July 31, 2010
This is an interesting podcast about how data mining pushes marketing to a new level from marketplace (american public media). It is only 5 min long, starting at 09:49 until 14:26 as there are other topics discussed in the radio show. If you do not want to listen to the whole show just click on the timebar to move around.
The podcast starts like this:
Kai Ryssdal: Almost everything you do, short of taking a long, lonely walk in the woods or something, leaves little bits of electronic data behind. Every time you search the Internet, you punch something into your mobile phone or you write on someone’s Facebook wall, there’s a giant industry right behind you sucking up all that data and using it to figure out how to sell you something. Toothpaste to life insurance.
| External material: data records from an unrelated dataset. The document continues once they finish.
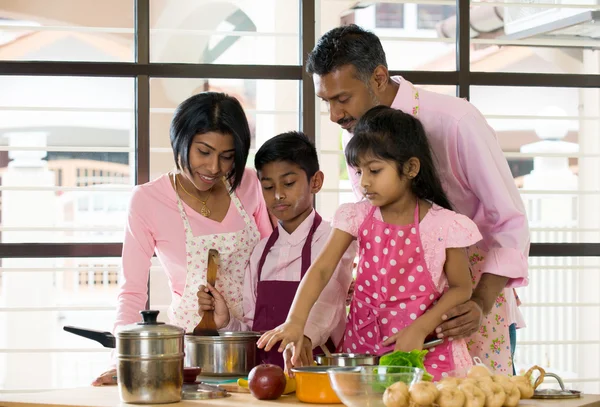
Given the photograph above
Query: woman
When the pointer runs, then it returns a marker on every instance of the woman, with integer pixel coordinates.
(211, 202)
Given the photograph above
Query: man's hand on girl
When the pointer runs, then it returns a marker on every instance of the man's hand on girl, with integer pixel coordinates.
(209, 299)
(461, 321)
(287, 333)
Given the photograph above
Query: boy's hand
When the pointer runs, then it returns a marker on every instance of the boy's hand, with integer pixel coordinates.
(306, 357)
(287, 333)
(209, 299)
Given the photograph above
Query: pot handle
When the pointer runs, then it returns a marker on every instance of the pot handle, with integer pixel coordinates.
(106, 339)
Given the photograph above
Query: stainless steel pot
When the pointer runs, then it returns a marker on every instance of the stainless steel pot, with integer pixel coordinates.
(150, 359)
(229, 354)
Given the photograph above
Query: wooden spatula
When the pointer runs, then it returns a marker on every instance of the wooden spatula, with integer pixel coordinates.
(206, 326)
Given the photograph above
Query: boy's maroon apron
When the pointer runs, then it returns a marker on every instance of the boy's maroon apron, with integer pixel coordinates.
(274, 298)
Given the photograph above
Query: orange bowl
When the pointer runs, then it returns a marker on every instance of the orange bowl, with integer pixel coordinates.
(313, 386)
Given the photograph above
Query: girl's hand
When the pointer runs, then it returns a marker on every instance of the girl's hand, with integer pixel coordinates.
(106, 378)
(409, 339)
(287, 333)
(214, 302)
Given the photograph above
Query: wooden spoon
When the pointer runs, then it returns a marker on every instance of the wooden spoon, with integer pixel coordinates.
(207, 326)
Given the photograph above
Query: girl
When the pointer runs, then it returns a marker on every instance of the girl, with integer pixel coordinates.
(413, 267)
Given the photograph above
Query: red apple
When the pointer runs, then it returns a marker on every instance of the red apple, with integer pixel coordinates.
(266, 382)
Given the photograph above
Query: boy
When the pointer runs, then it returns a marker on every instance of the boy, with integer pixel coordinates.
(288, 169)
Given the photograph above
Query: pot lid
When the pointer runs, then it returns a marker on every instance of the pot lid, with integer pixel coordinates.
(149, 328)
(202, 391)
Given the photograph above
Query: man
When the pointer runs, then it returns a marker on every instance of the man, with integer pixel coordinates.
(350, 74)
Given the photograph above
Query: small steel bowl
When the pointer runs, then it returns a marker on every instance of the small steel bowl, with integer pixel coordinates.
(347, 360)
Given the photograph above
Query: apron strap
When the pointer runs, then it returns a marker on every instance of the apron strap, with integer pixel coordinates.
(416, 220)
(306, 249)
(272, 239)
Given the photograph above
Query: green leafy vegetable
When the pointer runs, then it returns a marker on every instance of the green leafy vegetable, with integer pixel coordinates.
(415, 358)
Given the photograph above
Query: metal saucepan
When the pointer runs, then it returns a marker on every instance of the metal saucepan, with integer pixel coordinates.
(358, 359)
(229, 354)
(150, 359)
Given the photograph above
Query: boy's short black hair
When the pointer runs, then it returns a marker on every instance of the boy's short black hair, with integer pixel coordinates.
(291, 146)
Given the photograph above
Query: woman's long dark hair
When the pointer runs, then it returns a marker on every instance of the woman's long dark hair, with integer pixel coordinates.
(206, 112)
(390, 134)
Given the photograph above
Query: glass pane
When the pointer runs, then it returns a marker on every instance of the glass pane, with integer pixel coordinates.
(408, 31)
(337, 189)
(67, 30)
(534, 37)
(550, 137)
(246, 32)
(80, 292)
(272, 107)
(67, 142)
(565, 292)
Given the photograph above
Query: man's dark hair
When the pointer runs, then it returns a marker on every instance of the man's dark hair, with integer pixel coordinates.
(347, 45)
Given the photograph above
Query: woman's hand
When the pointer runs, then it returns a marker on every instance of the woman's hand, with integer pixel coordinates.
(408, 339)
(106, 378)
(287, 333)
(209, 299)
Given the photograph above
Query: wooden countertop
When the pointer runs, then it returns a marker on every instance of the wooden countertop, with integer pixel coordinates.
(109, 396)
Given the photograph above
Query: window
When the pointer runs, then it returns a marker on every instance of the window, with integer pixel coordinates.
(549, 135)
(429, 15)
(389, 15)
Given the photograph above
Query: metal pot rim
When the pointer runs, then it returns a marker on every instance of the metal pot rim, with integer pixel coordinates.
(223, 337)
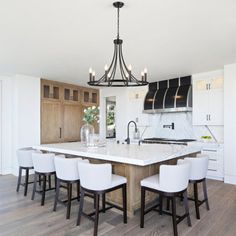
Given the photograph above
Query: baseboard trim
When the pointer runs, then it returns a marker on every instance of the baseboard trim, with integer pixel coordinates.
(230, 179)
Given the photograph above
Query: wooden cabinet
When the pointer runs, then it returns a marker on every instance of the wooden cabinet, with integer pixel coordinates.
(51, 122)
(72, 122)
(62, 108)
(208, 98)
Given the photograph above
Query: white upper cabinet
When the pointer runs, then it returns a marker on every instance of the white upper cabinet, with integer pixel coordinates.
(208, 98)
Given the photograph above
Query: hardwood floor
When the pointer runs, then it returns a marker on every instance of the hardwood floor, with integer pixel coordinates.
(22, 217)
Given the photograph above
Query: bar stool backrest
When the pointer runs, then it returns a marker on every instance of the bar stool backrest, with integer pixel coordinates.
(95, 176)
(198, 167)
(24, 157)
(174, 178)
(67, 168)
(43, 163)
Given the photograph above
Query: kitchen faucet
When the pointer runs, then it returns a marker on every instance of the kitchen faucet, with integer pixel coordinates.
(136, 130)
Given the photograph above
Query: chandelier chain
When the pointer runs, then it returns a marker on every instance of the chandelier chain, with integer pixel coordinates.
(118, 23)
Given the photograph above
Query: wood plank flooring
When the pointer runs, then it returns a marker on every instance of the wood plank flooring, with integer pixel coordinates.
(19, 216)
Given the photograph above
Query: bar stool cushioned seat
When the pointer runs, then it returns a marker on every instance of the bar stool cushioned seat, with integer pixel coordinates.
(98, 179)
(172, 180)
(198, 172)
(67, 172)
(43, 166)
(25, 162)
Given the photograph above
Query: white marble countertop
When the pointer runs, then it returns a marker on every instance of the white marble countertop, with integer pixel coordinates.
(133, 154)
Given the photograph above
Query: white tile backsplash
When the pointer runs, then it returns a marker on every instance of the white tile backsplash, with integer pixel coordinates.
(183, 127)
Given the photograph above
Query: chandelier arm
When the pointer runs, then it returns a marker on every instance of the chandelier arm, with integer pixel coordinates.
(113, 58)
(114, 69)
(127, 78)
(126, 68)
(123, 74)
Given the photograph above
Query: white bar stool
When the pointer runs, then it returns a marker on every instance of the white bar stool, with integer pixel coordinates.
(43, 166)
(172, 181)
(67, 172)
(25, 162)
(198, 172)
(98, 179)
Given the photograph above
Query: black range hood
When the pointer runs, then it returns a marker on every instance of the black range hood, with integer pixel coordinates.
(174, 95)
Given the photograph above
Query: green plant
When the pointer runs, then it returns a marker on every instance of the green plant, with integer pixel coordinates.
(111, 115)
(91, 114)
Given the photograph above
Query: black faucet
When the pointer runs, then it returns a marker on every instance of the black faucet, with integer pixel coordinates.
(172, 126)
(136, 129)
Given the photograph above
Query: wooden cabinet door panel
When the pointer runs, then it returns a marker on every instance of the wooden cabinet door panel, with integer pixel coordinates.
(51, 122)
(72, 122)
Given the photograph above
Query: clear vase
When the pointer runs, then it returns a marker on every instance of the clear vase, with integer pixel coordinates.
(86, 132)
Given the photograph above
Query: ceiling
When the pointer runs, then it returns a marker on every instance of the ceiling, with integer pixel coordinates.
(61, 39)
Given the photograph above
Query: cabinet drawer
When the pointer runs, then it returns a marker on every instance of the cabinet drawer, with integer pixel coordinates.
(212, 165)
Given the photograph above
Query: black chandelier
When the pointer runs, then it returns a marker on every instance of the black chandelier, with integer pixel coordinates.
(127, 78)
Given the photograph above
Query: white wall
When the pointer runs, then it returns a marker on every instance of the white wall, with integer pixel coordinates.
(6, 134)
(20, 117)
(230, 123)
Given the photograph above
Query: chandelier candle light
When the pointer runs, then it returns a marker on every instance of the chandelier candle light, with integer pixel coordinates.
(126, 79)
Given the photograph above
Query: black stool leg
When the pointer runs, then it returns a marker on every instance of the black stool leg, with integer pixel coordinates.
(19, 179)
(55, 181)
(69, 190)
(205, 194)
(95, 233)
(40, 180)
(78, 191)
(173, 204)
(186, 207)
(196, 200)
(57, 194)
(44, 190)
(103, 202)
(124, 196)
(34, 187)
(80, 207)
(160, 203)
(49, 182)
(142, 207)
(167, 204)
(26, 181)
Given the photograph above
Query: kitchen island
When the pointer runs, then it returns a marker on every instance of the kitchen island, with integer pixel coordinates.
(132, 161)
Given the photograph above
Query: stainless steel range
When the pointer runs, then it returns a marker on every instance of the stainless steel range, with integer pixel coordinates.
(167, 141)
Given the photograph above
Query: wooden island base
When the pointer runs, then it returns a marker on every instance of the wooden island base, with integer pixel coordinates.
(134, 175)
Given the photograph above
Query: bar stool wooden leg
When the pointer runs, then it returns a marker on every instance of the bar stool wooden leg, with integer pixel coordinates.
(205, 194)
(26, 181)
(142, 207)
(57, 194)
(196, 200)
(97, 197)
(173, 204)
(80, 207)
(124, 196)
(19, 179)
(185, 199)
(44, 190)
(69, 191)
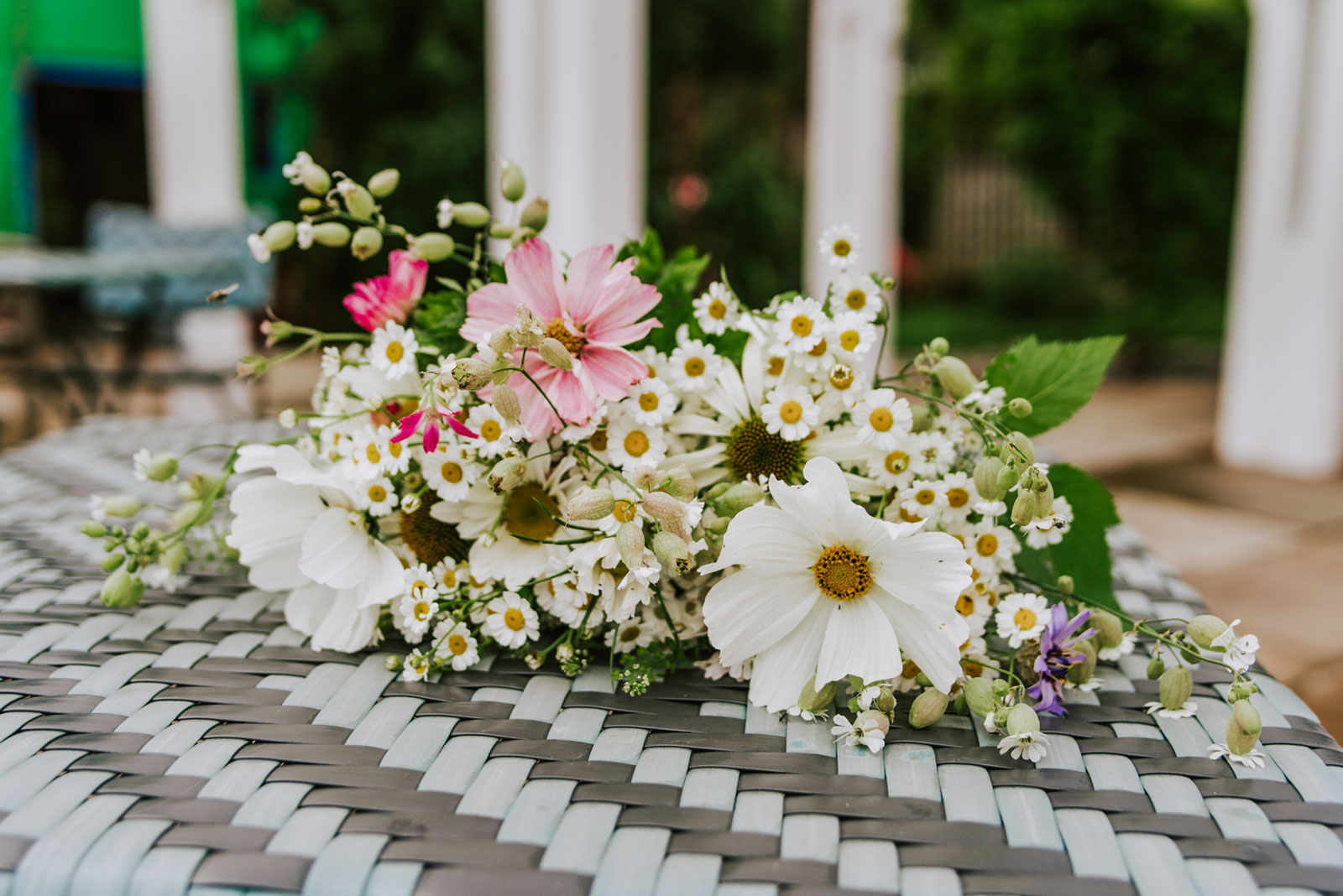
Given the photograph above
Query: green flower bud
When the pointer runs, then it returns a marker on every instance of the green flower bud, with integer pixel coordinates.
(123, 589)
(980, 696)
(331, 233)
(280, 237)
(672, 551)
(384, 183)
(1080, 672)
(987, 475)
(470, 215)
(1110, 629)
(512, 183)
(1021, 719)
(367, 243)
(1021, 447)
(927, 708)
(1177, 685)
(1202, 629)
(813, 701)
(536, 215)
(433, 246)
(955, 378)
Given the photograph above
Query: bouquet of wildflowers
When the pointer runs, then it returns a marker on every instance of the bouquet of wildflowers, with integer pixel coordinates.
(604, 459)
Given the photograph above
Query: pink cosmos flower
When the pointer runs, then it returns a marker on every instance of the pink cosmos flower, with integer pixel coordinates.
(389, 297)
(594, 310)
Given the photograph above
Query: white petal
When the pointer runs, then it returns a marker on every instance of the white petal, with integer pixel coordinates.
(747, 612)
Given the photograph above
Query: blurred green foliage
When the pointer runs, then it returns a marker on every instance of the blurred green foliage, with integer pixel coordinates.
(1125, 116)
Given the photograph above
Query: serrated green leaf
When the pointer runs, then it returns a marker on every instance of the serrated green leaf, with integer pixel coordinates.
(1056, 378)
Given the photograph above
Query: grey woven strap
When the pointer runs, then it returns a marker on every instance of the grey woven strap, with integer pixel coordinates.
(196, 745)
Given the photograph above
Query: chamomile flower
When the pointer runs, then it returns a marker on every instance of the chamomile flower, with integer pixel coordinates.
(856, 295)
(693, 367)
(453, 642)
(651, 401)
(801, 325)
(510, 622)
(378, 497)
(790, 412)
(716, 310)
(1021, 617)
(883, 419)
(839, 246)
(394, 351)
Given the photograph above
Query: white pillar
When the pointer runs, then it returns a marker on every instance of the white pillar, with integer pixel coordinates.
(567, 100)
(192, 112)
(853, 113)
(1282, 396)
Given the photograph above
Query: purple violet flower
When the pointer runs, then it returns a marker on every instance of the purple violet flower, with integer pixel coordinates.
(1058, 654)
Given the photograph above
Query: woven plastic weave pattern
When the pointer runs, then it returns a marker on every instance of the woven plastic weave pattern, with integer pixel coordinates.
(194, 745)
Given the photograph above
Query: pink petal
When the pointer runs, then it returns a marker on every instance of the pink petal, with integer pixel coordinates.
(530, 273)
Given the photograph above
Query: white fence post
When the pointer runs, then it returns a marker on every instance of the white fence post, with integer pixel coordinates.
(853, 113)
(567, 100)
(194, 112)
(1282, 394)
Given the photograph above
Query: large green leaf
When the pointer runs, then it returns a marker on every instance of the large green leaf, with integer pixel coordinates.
(1056, 378)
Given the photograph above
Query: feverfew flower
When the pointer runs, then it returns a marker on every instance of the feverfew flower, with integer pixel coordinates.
(394, 351)
(1021, 617)
(839, 246)
(716, 310)
(790, 412)
(510, 622)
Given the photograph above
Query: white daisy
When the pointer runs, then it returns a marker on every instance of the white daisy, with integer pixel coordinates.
(394, 351)
(1021, 617)
(826, 591)
(801, 325)
(790, 412)
(453, 642)
(716, 310)
(883, 419)
(651, 401)
(510, 620)
(693, 365)
(839, 246)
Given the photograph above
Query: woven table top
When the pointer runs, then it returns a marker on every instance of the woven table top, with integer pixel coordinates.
(194, 745)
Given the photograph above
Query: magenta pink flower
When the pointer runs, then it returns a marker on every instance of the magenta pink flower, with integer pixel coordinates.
(389, 297)
(594, 310)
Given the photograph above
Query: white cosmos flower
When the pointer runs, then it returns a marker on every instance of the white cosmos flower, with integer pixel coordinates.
(394, 351)
(790, 412)
(299, 531)
(828, 591)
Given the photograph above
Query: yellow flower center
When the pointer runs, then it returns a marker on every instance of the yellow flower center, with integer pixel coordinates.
(635, 445)
(790, 412)
(843, 573)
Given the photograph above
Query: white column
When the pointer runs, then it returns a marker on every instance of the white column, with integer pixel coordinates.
(194, 113)
(1282, 394)
(567, 100)
(853, 113)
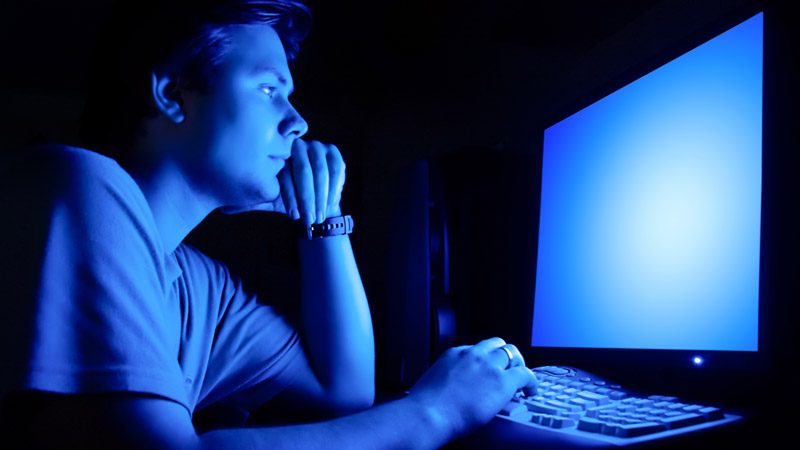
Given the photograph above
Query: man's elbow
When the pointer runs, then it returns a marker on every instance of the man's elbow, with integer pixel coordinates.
(352, 401)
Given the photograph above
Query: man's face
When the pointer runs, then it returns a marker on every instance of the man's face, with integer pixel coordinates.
(240, 133)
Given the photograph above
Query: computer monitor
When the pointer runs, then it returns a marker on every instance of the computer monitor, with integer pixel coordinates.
(649, 239)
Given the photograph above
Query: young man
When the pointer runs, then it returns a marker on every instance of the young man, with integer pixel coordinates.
(115, 333)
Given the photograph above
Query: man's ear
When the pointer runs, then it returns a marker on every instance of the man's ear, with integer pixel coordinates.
(167, 97)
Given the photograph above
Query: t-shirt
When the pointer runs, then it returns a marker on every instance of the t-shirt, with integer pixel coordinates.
(92, 302)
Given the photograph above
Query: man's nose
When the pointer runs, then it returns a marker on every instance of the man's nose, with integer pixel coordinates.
(293, 124)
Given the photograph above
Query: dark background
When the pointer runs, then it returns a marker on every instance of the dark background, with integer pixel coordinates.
(469, 83)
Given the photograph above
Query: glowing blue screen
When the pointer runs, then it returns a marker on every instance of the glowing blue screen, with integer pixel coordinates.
(651, 208)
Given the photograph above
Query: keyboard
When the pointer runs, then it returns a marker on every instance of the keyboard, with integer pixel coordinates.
(577, 403)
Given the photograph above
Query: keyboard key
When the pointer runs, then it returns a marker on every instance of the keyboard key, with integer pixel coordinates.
(564, 406)
(513, 408)
(682, 421)
(562, 422)
(553, 370)
(639, 429)
(610, 429)
(583, 403)
(571, 391)
(711, 413)
(542, 408)
(590, 425)
(617, 395)
(594, 412)
(592, 397)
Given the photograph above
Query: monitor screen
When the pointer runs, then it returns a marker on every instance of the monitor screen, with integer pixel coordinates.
(650, 219)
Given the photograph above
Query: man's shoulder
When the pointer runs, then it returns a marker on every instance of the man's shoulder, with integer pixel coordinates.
(57, 158)
(49, 173)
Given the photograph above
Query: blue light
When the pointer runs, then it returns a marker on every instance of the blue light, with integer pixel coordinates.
(650, 218)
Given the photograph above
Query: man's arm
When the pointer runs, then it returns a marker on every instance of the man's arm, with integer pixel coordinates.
(461, 391)
(336, 323)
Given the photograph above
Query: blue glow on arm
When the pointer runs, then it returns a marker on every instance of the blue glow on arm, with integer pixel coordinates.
(651, 208)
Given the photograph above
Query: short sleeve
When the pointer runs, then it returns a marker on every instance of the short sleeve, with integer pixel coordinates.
(232, 343)
(86, 280)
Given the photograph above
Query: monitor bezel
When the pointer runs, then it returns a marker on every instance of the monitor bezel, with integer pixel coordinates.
(662, 366)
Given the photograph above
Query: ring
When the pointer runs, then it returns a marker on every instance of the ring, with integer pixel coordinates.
(510, 356)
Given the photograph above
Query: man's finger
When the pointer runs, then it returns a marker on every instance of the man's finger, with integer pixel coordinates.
(490, 344)
(317, 156)
(303, 177)
(523, 378)
(288, 197)
(336, 168)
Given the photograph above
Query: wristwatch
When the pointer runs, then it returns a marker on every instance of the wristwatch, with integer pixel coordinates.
(332, 226)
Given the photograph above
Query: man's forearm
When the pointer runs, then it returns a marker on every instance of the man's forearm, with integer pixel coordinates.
(336, 320)
(402, 424)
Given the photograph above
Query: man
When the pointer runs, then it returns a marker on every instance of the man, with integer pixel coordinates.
(116, 333)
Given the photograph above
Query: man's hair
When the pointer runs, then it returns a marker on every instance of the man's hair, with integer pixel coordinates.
(184, 38)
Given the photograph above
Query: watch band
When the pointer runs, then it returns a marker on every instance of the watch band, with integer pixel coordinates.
(332, 226)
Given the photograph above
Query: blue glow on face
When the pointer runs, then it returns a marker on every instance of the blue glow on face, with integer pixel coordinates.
(651, 208)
The data mining business, as it’s known, is growing 10 percent a year, and as you might have guessed, the amount of data we produce is booming.
July 24, 2010
When I first stumbled over Kaggle I thought it was just a page offering a data analysis competition. But I was wrong, it is a page which offers a platform for data-related competitions. Companies, researchers, government and others can open their research request to any analysts worldwide seeking the best solution possible. This approach is much more likely to yield an innovative solution to problems that seem impossible to solve as a single company or organization barely has the perfect team or technique to solve any given obstacle. Publishing a data analysis assignment via such a platform not only improves the chances of generating the most suitable results but also offers academical researchers the option to interact with the business world. They can test and improve their new methods applying them on industrial challenges.
Of course the idea of putting up a competion for business related topics by companies is not new. For example, in 2006 Netflix, a DVD rental provider, offered $1m to the analyst who could improve their recommendations algorithm by 10%. $1m dollars seems like a huge prize but according to Netflix CEO Reed Hastings, an improvement of 10 per cent was worth “well in excess of $1m”.
Something that really amazed me is that hosting a contest on Kaggle is for free! They take care about all the competitions privacy, provide the infrastructure and it is quite easy to set up a contest.
Here the three steps to host a competion on Kaggle:
STEP 1: The competition host posts contest details
The competition host frames the contest and uploads relevant data. Framing the contest involves setting a deadline, outlining the competition’s objectives, describing any data, providing submission instructions and the criteria by which the winner will be selected. Visit Post a Contest to step through the process.
STEP 2: Competitors upload their predictions
Competitors upload their submissions. For predicting-the-past competitions, submissions are evaluated on-the-fly (against a solution file uploaded during STEP 1). For predicting-the-future competitions, submissions are evaluated once the relevant event has taken place (but the competition host can make use of the forecasts in the meantime).
STEP 3: Predictions are evaluated based on their accuracy
Once the deadline passes, the winners are selected. In some competitions, the prize may not be awarded until a satisfactory explanation is received.
I love the idea!
Here is a great interview with the CEO of Kaggle.
What about you?
Would you enter a competion on Kaggle?
July 7, 2010
How do you decide which statistical software to use? Sure you think about which one you handle best or which is most suitable for the analysis aim. But it can also be helpful to consider the size of the software’s market share and whether it is growing or shrinking. It is important to check whether your software skills are still up to date or to make a strategic decision about what package should be adopted when starting to build a new system. Ranking though is not an easy task, Robert A. Muenchen presents various ways of measuring the popularity or market share of BMDP, JMP, Minitab, R, R-PLUS, Revolution R, S-PLUS, SAS, SPSS, Stata, Statistica, and Systat. He researches different indicators such as internet discussion, internet search, surveys of use, impact on scholarly activity, growth in capability and job market.
The open source tools grow in popularity, especially R challenges commercial packages. Although SAS and SPSS are prevalent in the business community and STATA is the first choice in educational area. Overall each software is the most widely used in one market or another.